Picolinamides and Iodoalkynes Enable Palladium-Catalyzed syn-Aminoalkynylation of Di- and Trisubstituted Alkenes to Give Pyrrolidines.

Palladium-catalyzed aminoalkynylation of electronically unbiased olefins with iodoalkynes is reported. The picolinamide auxiliary enables for the first time the syn-selective aminoalkynylation of mono-, di- and trisubstituted alkenes to afford the corresponding pyrrolidines in up to 97 % yield and as single diastereomers. Furthermore, through a C-H activation approach, the picolinamide allows the rapid synthesis of functionalized olefins, which are suitable cyclization precursors. Facile and orthogonal deprotection of the amides and Sii Pr3 -acetylenes in the products, and a subsequent Pictet-Spengler reaction is demonstrated.

Oxidative difunctionalization of alkenes is useful for the rapid synthesis of complex molecular scaffolds from simple and often readily available starting materials. Combining intramolecular alkene heterofunctionalization with subsequent intermolecular carbon–carbon bond‐formation affords valuable functionalized heterocycles in a modular and efficient fashion. For instance, the intramolecular aminoalkynylation of bis‐homoallylic amines gives access to propargyl pyrrolidines suitable for further downstream transformations. Current methods, however, are largely limited to the aminoalkynylation of terminal olefins.[ , ] Consequently, they do not allow access to pyrrolidines with branched substituents at the 2‐position, a motif commonly found in natural products and bioactive compounds. Thus, novel methods for the stereospecific aminoalkynylation of substituted olefins are highly desirable but have been lacking.
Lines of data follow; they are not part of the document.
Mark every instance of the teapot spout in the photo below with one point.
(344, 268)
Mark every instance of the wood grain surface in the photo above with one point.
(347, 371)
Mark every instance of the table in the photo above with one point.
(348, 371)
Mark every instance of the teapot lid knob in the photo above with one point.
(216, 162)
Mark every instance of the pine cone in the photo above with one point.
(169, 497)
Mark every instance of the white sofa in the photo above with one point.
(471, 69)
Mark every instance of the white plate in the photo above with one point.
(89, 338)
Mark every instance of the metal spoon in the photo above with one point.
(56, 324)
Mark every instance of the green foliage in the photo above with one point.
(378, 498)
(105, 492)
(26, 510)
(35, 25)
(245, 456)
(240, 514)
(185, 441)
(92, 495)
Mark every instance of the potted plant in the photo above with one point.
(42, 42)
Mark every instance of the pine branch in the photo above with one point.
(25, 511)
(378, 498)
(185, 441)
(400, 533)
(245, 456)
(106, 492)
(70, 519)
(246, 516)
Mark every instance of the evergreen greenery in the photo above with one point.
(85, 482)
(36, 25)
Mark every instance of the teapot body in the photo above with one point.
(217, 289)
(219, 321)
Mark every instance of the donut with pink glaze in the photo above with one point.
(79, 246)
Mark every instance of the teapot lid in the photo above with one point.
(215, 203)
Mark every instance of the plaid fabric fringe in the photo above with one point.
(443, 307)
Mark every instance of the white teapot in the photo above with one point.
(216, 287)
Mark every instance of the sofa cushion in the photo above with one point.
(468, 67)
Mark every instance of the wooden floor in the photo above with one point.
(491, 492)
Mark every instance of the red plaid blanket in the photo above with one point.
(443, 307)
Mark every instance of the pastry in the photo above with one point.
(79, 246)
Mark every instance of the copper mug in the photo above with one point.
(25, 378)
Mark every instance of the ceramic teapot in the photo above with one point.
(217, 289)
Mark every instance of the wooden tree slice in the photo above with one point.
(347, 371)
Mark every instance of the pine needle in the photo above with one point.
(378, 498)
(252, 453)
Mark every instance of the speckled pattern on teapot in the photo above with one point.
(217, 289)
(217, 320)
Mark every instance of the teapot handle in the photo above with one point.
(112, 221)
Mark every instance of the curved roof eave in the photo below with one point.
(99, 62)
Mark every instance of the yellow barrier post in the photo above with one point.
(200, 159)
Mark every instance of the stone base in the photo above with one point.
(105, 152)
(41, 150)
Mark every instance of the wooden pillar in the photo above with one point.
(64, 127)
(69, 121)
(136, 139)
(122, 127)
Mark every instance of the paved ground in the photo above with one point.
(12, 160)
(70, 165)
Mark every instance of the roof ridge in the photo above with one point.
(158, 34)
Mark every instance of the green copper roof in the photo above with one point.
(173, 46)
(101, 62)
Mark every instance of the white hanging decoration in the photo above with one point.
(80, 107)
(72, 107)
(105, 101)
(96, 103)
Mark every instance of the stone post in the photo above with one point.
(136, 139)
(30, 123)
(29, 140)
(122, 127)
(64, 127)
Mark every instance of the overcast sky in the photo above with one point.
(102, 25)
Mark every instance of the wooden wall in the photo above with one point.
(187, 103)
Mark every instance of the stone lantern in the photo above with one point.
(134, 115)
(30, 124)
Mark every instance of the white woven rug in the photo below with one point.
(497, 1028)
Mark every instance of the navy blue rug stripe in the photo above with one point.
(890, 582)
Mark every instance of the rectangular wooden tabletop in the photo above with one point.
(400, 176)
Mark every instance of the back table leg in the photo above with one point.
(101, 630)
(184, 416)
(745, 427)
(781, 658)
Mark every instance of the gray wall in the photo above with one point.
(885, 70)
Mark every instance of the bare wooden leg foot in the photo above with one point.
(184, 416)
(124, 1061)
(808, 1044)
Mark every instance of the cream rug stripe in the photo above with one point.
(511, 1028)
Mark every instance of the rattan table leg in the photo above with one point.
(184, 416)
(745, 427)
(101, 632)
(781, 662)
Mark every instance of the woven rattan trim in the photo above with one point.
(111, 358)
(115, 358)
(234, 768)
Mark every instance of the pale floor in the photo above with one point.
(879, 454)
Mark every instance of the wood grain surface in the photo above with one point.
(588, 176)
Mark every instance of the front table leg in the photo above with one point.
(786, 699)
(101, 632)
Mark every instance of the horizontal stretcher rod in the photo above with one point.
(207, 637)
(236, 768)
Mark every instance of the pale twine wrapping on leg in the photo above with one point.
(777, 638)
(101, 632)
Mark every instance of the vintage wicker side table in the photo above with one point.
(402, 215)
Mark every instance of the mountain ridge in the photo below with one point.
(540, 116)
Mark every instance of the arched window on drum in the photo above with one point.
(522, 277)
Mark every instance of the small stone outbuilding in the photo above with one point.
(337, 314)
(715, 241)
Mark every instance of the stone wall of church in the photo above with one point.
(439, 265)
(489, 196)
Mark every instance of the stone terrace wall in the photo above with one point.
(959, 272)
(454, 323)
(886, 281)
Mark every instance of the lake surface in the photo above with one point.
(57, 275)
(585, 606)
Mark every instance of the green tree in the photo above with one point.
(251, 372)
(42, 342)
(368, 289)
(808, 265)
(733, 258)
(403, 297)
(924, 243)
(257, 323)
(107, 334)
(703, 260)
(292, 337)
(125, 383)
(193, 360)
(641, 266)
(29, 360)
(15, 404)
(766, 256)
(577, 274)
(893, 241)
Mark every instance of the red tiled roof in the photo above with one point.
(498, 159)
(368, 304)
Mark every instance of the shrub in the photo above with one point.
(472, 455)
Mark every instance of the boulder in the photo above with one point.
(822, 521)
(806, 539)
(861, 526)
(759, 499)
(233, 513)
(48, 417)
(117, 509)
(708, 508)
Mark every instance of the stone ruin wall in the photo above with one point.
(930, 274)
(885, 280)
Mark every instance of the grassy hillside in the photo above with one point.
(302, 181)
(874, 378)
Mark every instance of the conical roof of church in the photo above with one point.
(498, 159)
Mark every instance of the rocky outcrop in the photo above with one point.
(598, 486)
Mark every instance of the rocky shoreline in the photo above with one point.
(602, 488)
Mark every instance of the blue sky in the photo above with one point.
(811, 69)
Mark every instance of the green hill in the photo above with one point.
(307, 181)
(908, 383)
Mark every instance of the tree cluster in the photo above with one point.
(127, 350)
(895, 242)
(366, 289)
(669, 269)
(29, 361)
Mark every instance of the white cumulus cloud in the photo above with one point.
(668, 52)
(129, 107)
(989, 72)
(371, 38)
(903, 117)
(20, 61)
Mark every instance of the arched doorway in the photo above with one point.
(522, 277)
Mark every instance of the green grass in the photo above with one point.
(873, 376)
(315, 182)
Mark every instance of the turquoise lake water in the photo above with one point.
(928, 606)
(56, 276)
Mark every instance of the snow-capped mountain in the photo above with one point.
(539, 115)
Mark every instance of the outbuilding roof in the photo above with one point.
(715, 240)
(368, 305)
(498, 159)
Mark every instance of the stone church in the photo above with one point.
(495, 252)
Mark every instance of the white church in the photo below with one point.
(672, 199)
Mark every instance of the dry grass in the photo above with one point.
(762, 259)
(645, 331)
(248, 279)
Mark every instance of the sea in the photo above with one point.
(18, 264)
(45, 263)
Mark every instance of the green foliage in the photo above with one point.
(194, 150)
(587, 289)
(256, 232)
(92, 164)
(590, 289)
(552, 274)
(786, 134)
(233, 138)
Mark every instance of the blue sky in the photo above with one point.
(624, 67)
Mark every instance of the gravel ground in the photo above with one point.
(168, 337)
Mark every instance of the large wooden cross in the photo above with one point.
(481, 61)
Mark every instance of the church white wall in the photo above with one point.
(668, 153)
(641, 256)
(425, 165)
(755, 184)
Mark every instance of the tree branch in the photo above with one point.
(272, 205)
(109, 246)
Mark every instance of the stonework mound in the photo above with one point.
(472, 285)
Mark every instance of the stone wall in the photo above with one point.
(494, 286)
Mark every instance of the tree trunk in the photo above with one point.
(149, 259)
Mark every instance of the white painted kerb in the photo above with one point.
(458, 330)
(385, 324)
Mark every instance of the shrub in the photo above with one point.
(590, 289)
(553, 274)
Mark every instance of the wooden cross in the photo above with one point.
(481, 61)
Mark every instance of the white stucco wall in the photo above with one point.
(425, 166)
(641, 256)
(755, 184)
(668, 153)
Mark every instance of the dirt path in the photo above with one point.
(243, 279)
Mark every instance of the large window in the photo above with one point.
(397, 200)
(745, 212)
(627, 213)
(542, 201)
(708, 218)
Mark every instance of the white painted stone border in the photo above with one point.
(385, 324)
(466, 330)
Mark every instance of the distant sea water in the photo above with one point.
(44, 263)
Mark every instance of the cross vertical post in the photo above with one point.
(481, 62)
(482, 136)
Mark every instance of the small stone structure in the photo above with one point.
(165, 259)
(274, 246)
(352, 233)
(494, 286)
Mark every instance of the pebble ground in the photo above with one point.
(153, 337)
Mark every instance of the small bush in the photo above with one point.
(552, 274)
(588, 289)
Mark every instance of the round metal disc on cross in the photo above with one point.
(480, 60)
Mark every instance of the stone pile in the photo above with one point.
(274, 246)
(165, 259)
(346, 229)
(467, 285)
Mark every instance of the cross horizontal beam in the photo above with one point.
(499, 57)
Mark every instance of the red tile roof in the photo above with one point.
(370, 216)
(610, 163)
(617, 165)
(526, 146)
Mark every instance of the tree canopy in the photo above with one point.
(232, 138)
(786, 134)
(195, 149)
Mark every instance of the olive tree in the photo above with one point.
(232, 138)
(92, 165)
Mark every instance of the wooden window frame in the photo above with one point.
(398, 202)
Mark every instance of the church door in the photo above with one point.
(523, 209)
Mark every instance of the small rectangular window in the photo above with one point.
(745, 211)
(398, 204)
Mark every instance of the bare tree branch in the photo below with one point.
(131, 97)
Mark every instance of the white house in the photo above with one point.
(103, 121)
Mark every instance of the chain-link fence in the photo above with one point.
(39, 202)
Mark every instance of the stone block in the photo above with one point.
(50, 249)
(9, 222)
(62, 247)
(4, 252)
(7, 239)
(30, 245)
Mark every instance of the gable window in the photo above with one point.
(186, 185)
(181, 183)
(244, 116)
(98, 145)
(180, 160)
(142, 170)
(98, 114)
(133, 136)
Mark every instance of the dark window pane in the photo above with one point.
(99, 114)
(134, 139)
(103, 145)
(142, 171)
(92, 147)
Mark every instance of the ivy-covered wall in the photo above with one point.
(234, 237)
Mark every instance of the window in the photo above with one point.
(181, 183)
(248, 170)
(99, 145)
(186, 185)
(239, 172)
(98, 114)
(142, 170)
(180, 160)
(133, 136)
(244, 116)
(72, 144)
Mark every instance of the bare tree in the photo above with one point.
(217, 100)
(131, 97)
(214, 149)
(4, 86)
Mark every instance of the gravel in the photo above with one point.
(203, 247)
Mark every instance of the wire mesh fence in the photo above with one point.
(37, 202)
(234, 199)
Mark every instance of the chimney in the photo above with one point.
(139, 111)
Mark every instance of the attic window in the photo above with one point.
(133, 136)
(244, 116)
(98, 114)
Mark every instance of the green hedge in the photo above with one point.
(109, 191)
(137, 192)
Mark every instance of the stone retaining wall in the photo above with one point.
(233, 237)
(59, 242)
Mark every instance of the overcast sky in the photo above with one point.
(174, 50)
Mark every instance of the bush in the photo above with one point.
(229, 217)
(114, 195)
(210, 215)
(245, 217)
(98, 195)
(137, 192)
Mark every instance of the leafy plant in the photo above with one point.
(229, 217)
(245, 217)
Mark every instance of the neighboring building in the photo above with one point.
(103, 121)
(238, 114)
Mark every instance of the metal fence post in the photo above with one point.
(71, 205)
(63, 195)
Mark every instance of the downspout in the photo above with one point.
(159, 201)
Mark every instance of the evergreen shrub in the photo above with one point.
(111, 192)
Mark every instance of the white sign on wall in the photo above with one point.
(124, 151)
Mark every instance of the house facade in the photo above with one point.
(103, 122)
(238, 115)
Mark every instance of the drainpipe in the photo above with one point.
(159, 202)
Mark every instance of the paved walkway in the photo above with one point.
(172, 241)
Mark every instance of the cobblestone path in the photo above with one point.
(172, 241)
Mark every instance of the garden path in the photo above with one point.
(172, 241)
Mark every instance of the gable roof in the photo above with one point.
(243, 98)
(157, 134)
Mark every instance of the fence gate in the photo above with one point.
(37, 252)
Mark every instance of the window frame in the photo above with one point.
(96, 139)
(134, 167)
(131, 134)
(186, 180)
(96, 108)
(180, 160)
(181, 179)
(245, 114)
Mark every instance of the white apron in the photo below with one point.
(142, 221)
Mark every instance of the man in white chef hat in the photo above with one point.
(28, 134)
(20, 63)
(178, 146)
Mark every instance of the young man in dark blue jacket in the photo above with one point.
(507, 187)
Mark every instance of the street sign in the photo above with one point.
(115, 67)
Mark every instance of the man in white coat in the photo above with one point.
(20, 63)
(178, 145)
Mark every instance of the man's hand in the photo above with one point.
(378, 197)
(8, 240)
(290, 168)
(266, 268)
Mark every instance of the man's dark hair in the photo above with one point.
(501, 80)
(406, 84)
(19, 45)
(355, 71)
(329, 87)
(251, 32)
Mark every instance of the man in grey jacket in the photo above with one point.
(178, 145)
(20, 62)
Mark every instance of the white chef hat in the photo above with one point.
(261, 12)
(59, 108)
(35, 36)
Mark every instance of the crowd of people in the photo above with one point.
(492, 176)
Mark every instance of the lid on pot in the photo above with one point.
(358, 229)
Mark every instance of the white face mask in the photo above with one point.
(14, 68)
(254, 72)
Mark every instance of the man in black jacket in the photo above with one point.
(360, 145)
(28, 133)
Herein, we report diastereospecific, Pd‐catalyzed cyclization to access propargylated pyrrolidines from highly substituted olefins bearing a picolinamide group as intramolecular nucleophile (Scheme 1A). The use of disubstituted olefins reveals that the reactions involve stereospecific syn‐aminoalkynylation. Key to the success of the reaction is the combination of picolinamide with iodoalkynes.

Scheme 1

A) Summary of aminoakynylation reported herein. B) Selected bioactive pyrrolidines. C) Waser's aminoalkynylation reaction. D) Transition metal mediated reactivity of bishomoallylic picolinamides.[ , , , ]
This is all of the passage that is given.